Also, since the battery output is transmitted through the inverter of the power charging unit 110, the output of the actual energy storage device changes according to the inverter efficiency of the charging unit 110. Expression of this is expressed by Equation (15) when discharging and Equation (16) when charging. Because of battery efficiency, even if the same amount is discharged and discharged, more power is used.

In the case of the factory load of the current target system, since the power consumption is less than the surrounding peak time between 12 and 13 hours, the charge can be additionally performed one more time. However, since the power in this time period is not significantly different from the peak time, Is bad.
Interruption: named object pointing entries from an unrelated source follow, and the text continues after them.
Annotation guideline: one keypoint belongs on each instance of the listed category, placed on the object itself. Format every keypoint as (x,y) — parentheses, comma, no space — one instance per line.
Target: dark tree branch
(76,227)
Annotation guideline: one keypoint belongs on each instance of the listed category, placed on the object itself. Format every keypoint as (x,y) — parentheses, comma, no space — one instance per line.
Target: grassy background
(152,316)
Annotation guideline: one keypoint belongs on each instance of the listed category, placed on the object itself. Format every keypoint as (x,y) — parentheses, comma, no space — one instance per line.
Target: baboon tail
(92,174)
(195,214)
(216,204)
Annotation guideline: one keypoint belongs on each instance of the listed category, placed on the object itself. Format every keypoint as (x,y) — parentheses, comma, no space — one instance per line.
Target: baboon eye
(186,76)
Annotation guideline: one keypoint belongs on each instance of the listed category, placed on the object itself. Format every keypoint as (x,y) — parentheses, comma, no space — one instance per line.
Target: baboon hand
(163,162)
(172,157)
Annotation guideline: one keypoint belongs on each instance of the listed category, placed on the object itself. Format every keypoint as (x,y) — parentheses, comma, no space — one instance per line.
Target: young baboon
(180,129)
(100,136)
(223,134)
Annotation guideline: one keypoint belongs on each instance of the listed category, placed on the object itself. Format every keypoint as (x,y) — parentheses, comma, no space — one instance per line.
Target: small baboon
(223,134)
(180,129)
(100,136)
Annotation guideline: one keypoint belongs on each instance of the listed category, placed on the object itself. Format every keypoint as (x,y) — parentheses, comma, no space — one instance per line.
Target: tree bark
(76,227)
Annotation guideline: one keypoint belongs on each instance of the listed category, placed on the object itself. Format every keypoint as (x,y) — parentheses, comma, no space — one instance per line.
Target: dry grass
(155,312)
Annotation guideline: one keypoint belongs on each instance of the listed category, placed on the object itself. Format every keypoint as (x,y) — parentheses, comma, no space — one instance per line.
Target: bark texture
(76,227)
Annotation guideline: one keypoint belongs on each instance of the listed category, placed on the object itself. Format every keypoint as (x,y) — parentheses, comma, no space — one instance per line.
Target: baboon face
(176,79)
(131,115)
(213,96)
Therefore, the number of charge / discharge cycles of the battery was limited to one. In addition, increasing the number of charge / discharge cycles shortens the battery life, so it is the most economical when the battery life is considered.

Equation (15)

Equation (16)

As a result, the optimization module minimizes Equation (9) and is a module that satisfies Equations (11) and (14) and determines the amount of battery power with one charge / discharge cycle. Dynamic programming (DP) was used to solve this optimization problem.

Dynamic programming is one of the techniques for solving optimization problems. It is the method that solves the problem by checking the number of possible cases at the minimum number of times. Therefore, the result is always the optimal result satisfying the objective function.

Dynamic programming is the process of solving a problem by dividing the state at each stage and then relate the state to the state. In this problem, the stage is time and there are 96 stages divided by 15 minutes for a total of 24 hours. The reason for dividing it by 15 minutes is because the power consumption of the present peak power is calculated in 15 minutes. That is, the power of each stage can be the peak power.

21 is a diagram showing a method for solving dynamic programming.

As shown in Fig. 21, the state in each stage can be a charged state. The reason for moving from a higher stage to a lower stage is to use backward dynamic programming. The power of the energy storage device 100 between the i-th state and the (i-1) -th stage can be calculated by Equation (17) for discharging and Equation (18) Can be obtained.

Equation (17)

Equation (18)

Dynamic programming is impossible to obtain instantaneous max (PGrid) because the stage moves step by step.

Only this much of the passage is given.